January 8, 1984, Judge-Executive Hallice Upchurch ended a three-hour hearing by refusing to issue a business permit for a self-proclaimed psychic who wanted to practice as a clairvoyant in rural Wayne County.  The judge’s decision ended a three-month controversy, but accusations that Ms. Reboulet was a witch continued.

January 8, 1984, Lt. Gov. Steve Beshear announced he would oppose a constitutional amendment to abolish his office. 

January 8, 1984, two families tried to settle a dispute in Fogertown, in Clay County, with gunfire.  Four were injured and two landed in the hospital for extended stays after being shot in the foot, chest and arm.

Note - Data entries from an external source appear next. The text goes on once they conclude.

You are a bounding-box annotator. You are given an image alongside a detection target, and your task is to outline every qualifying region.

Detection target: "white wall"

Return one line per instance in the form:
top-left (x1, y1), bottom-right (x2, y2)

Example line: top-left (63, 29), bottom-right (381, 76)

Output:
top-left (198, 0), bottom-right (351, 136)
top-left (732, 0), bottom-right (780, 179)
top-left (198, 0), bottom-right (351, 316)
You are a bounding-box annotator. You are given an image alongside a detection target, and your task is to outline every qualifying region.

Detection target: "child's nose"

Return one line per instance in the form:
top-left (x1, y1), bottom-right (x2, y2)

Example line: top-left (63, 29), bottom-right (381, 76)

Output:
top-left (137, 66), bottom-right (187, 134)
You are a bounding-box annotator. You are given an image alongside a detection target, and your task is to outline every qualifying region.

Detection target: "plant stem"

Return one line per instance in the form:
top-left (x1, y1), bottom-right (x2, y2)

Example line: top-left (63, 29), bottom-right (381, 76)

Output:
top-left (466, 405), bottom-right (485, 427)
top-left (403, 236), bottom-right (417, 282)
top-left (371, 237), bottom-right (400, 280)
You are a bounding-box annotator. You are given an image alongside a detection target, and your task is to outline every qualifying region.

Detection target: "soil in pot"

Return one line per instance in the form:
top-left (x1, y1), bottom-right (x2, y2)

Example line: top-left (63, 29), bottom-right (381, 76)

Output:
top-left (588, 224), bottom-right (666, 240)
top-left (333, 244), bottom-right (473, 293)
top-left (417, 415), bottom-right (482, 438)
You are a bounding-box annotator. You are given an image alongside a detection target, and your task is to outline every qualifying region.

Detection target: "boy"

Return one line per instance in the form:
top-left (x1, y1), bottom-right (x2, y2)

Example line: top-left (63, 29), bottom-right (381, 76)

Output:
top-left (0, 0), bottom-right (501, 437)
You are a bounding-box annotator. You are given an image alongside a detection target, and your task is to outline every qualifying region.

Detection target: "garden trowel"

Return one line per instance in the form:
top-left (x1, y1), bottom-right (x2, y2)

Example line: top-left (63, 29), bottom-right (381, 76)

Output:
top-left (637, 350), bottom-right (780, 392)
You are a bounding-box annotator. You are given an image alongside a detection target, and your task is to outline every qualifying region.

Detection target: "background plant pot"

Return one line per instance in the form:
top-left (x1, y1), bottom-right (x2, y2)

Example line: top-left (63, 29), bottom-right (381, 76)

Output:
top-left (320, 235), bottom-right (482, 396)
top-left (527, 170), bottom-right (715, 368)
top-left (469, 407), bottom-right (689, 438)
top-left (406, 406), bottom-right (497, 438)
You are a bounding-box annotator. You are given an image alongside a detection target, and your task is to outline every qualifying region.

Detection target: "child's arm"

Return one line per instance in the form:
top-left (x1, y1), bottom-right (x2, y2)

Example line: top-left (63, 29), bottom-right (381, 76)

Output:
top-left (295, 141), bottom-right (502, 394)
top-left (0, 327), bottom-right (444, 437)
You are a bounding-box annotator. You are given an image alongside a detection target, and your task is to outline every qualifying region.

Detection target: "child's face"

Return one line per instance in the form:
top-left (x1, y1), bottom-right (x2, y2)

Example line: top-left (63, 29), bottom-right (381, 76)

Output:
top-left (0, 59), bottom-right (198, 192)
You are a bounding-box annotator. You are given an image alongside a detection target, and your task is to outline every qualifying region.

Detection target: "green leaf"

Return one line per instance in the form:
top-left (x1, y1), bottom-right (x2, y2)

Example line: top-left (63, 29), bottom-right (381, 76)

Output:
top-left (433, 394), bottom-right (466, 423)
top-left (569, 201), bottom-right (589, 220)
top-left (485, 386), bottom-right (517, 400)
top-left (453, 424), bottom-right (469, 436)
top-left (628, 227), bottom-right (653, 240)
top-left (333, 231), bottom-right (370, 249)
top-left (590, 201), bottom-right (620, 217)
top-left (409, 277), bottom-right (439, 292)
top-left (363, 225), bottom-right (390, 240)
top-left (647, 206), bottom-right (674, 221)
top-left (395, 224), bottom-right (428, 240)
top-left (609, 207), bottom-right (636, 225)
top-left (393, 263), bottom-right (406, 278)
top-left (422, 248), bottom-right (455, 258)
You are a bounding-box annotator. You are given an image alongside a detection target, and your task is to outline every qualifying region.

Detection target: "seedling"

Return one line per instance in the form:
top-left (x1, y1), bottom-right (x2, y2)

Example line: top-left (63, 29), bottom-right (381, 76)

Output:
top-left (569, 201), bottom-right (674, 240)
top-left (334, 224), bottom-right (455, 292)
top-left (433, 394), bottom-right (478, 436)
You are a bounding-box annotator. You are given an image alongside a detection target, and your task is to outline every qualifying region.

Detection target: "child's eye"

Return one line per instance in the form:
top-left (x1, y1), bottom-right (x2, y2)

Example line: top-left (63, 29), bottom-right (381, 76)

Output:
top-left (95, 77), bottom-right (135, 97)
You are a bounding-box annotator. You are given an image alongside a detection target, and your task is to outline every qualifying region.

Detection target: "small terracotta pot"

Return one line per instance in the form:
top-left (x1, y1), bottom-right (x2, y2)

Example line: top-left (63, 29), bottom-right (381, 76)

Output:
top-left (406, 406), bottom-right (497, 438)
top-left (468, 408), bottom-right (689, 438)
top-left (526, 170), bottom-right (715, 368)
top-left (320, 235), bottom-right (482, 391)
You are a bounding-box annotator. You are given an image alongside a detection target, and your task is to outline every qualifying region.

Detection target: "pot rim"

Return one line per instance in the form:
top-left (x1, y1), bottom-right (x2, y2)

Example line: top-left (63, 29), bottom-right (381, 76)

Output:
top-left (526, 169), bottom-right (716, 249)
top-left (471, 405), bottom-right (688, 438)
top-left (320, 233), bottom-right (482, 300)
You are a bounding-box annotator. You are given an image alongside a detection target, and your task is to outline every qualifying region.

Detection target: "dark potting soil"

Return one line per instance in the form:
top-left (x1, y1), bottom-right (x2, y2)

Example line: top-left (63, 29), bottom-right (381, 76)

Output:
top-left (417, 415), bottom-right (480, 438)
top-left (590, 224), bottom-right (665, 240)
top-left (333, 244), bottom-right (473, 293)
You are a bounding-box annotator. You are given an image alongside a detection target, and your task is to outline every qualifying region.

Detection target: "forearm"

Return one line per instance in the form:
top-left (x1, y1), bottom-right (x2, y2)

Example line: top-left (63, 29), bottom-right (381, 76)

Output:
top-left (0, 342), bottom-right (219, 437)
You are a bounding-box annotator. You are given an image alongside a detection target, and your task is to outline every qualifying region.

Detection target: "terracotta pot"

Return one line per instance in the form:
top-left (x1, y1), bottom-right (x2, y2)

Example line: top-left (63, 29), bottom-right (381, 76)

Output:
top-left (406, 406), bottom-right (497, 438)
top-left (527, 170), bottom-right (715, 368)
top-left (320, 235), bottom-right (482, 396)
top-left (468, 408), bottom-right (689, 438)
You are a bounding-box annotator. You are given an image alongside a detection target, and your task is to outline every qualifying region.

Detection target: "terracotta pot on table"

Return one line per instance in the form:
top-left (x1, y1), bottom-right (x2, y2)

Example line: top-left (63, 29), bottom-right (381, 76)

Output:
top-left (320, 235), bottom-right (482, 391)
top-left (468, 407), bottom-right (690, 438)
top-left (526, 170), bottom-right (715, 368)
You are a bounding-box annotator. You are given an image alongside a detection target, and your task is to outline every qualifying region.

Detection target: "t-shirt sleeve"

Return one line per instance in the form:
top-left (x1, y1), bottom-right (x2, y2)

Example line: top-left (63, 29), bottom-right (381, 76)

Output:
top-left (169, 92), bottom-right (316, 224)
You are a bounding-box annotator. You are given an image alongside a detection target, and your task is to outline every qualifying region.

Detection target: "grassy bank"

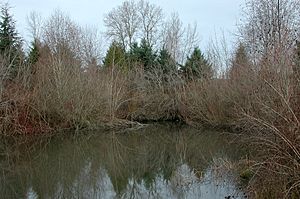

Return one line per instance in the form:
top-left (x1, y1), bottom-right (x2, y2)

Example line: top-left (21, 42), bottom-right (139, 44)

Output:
top-left (0, 0), bottom-right (300, 198)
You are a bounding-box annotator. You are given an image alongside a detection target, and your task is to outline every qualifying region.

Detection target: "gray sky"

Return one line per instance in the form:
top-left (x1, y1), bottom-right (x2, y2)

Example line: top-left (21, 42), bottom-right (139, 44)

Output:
top-left (7, 0), bottom-right (244, 48)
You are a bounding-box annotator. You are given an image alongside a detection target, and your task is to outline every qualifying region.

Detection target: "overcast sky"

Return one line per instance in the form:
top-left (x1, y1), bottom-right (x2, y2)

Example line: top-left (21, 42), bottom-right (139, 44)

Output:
top-left (7, 0), bottom-right (244, 47)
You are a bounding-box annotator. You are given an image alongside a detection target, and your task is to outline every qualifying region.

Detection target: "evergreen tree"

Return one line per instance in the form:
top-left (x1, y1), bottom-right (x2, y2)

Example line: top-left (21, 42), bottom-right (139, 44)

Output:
top-left (103, 41), bottom-right (127, 69)
top-left (0, 4), bottom-right (23, 77)
top-left (181, 48), bottom-right (213, 79)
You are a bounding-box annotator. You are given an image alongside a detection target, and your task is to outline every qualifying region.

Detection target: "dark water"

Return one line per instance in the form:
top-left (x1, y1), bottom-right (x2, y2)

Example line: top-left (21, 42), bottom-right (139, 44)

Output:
top-left (0, 124), bottom-right (243, 199)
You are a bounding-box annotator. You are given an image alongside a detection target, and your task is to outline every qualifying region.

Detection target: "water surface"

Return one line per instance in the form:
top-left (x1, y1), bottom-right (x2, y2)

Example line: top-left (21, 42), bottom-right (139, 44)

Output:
top-left (0, 124), bottom-right (243, 199)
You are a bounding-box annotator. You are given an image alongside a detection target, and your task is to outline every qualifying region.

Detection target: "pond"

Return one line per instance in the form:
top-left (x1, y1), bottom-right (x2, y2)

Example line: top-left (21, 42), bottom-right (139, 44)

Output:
top-left (0, 124), bottom-right (245, 199)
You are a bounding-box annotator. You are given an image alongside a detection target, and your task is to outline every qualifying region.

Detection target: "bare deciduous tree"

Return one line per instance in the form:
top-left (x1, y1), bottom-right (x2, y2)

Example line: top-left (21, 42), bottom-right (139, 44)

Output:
top-left (104, 0), bottom-right (140, 48)
top-left (161, 13), bottom-right (184, 61)
top-left (27, 12), bottom-right (42, 40)
top-left (138, 0), bottom-right (163, 46)
top-left (240, 0), bottom-right (300, 61)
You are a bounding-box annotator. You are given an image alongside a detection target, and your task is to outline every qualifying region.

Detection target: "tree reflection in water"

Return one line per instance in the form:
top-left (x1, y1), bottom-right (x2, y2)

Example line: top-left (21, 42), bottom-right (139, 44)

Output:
top-left (0, 124), bottom-right (246, 198)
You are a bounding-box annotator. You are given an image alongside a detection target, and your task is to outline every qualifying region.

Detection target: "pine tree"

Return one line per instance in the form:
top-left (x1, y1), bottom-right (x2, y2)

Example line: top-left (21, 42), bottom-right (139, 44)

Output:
top-left (0, 4), bottom-right (24, 77)
top-left (181, 48), bottom-right (213, 79)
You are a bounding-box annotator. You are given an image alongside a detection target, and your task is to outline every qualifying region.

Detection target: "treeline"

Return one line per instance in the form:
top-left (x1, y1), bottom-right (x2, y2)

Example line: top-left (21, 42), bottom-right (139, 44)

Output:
top-left (0, 0), bottom-right (300, 198)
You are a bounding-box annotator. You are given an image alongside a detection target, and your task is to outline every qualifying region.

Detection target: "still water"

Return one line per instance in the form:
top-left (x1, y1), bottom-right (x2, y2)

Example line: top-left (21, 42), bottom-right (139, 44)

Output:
top-left (0, 124), bottom-right (244, 199)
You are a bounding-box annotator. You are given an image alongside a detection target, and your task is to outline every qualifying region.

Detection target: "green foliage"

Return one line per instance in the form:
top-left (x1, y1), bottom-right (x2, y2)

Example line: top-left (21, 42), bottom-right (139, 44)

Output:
top-left (157, 49), bottom-right (176, 74)
top-left (0, 4), bottom-right (23, 77)
top-left (181, 48), bottom-right (213, 79)
top-left (129, 39), bottom-right (157, 71)
top-left (103, 41), bottom-right (127, 69)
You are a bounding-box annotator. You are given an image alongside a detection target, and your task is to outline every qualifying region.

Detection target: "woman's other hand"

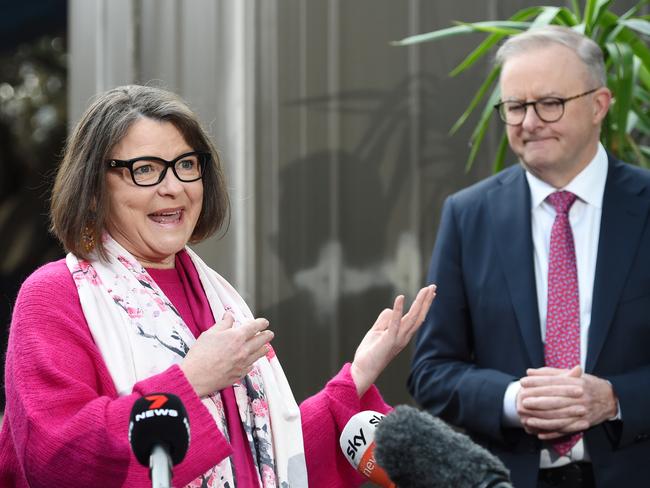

January 8, 1991, the Bluegrass Parkway became toll-free.  Today the road is called the Martha Layne Collins Bluegrass Parkway.  

January 8, 1991, the Kentucky Supreme Court refused to reconsider the theft conviction of state Agriculture Commissioner War “Butch” Burnette, setting the stage for impeachment proceedings.  There have been four impeached Kentucky politicians, two convicted; Butch resigned before his impeachment vote.

Localtonians wishes a Happy Birthday to Lexington native Olivia Jones, born in 1999.  Olivia is a fashion and beauty blogger with a website called Livbien; she enjoys searching for other blogs and Instagrams for all things fashion and beauty.

Kentucky Trivia:  Only one president, Franklin D. Roosevelt, and one Congressional delegation in 1974 have been inside Fort Knox’s vault.

January 8, 2009, Augusta native Donald Poe Galloway passed away.  Donald was a 1955 graduate of Bracken County High School where he played varsity basketball and a 1959 graduate of the University of Kentucky where he studied drama.  He is a best known as Detective Sergeant Ed Brown in the long-running crime drama series Ironside (1967–75) and reprised the role for a made-for-TV film in 1993.

January 8, 2012, Army PFC Dustin P. Napier, 20, of London died in Afghanistan of injuries sustained from enemy fire fighting in Operation Enduring Freedom.

January 8, 2017, twenty-three-year-old Justin Thomas wins the SBS Tournament of Champions in Maui, Hawaii, for the second straight year, becoming the first multiple winner of the 2016-17 PGA TOUR season.  His three tour victories up to this day were the 2015 CIMB Classic, 2016 CIMB Classic and 2017 SBS Tournament of Champions.

January 8, 2020, Governor Andy Beshear disclosed who paid for his $601,976 inaugural parade.   A shortlist of corporate donors included the Kentucky Hospital Association ($25,000), Spectrum ($25,000) and UPS ($13,000).  A few individual donors include the Goldman family of Texas ($50,000), James Chao ($10,000), a Kentucky factory owner, Shannon Cales ($25,000), owner of a medical company and Clarence Mitchell ($10,000), owner of a defense contracting company.